Crazy Consulting Work
Okay, so I put in a bid to troubleshoot an Active Directory problem for a small company (600 computers)... and got chosen.
Chief Issue: Can Join XP and Server 2003 Computers to Domain, but cannot join Vista, 7, Server 2008, Server 2008 R2 computers to domain.
Error: RPC Server unavailable.
Bid Amount: $8,000
Okay, so I get there and first look at an XP machine and a Windows 7 machine to try to find the differences.
1. I run IPCONFIG /ALL on both systems... Everything is configured the same from the same DHCP server (obviously the IP addresses are different)... No problems here.

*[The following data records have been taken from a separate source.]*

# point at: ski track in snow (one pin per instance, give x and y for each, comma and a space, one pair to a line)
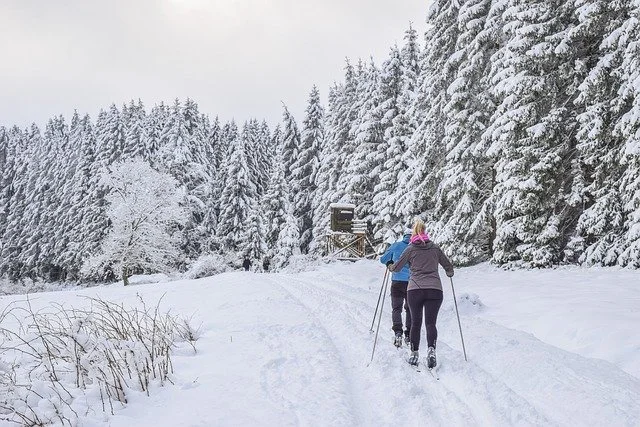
494, 388
429, 400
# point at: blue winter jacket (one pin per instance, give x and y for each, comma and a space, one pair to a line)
393, 254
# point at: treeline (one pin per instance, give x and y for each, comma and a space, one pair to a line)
513, 130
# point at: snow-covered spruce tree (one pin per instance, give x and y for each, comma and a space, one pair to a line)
290, 141
255, 246
50, 199
598, 169
324, 194
110, 134
15, 202
366, 162
629, 128
425, 150
288, 239
305, 167
392, 149
236, 199
460, 226
182, 154
222, 153
338, 139
88, 206
263, 151
275, 203
530, 135
152, 134
404, 125
145, 210
134, 134
255, 148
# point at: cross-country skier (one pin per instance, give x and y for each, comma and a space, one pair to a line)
399, 282
425, 289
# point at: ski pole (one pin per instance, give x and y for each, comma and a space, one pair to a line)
386, 271
458, 315
380, 316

2. Next, I take a look at the Operation's Masters (FSMO roles) with "netdom query fsmo" All the FSMO roles are running, and I can ping the servers.
3. Next, I took a look in Sites and Services and compared the AD site info with the sub-nets and Domain Controllers... no problem...

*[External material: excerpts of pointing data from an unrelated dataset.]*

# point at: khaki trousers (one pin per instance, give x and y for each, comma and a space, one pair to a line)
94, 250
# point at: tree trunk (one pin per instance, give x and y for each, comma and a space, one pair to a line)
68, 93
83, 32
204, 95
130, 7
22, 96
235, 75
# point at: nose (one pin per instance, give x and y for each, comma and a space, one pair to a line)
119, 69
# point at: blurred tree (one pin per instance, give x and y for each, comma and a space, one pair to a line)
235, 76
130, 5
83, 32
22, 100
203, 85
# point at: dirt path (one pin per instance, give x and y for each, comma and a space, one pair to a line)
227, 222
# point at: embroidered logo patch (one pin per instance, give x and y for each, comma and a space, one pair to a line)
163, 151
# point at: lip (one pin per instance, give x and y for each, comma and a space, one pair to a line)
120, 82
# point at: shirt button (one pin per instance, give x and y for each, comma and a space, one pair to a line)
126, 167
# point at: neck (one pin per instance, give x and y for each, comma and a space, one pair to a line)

4. Took a quick peak at replication with REPLMON to ensure all the Domain Controllers are properly syncing their Global Catalogs. Overall, I confirmed Active Directory is not broken.

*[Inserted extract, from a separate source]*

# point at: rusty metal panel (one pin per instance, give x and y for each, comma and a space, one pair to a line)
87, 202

5. Next I thought the XP and Vista+ machines might be talking to a different Domain Controller or getting a different answer from DNS or that something third-party is installed... something strange..., so I decided to poke into DNS.
6. I pinged things like servers, and domain controllers from both XP and 7... Got the same responses... Great.
7. To find an RPC server & join a domain, it is going to need to query the SRV records from DNS, so I did an nslookup on the SRV records for things like LDAP and kerberos.
... Basically queries like this nslookup -type=SRV _ldap._tcp.dc._msdcs.addomain.com
Found the problem is DNS:
Windows XP would display the SRV records for the Domain Controllers of the Active Directory Domain.
Windows 7 would NOT display any SRV records..
i.e. I got something like:
*** dnsserver.addomain.com can't find _ldap._tcp.dc._msdcs.addomain.com: Non-existent do
I told them to take me to the DNS servers
8. First thing I noticed was a failed hard drive in the Array that they didn't notice. Okay, that is NOT the cause of this problem, so I let them know.
9. I took a look at the DNS console on that Domain Controller & DNS server... Everything was fine!
10. I said, "You have two DNS servers, let's just try to reboot this one."
11. I reboot it and it must have taken 20+ minutes to boot. I looked at their IT guy in disgust and said, "Does it always hang taking forever to start networking and apply computer policies?" He said, "Yeah"
12. Before logon, I am greeted with "Windows has detected an IP Address Conflict." This is a DNS server and a Domain Controller with an IP Conflict.
13. Their tech said, "It always does that; we just click OK."
14. I asked, "What else has the same IP address?" He didn't know!
15. Shutdown the DNS server, so I can track it down...
16. Logon to their Cisco Catalyst switch and then do the following:
There was no password!
switch# ping 10.x.x.x. (the IP of their DNS Server)
switch# show arp
It basically listed a long list that scrolled...
So, I did...
switch# show arp | include 10.x.x.x (the IP address of their DNS server that I just pinged)
I got a response like
10.x.x.x 1234.5678.9abc (A Cisco formatted Mac Address)
Okay, so I ran:
switch# show mac-address-table address 1234.5678.9abc
I can't remember the next command, but it was a show cdp neighbors (some argument for the interface & for detail)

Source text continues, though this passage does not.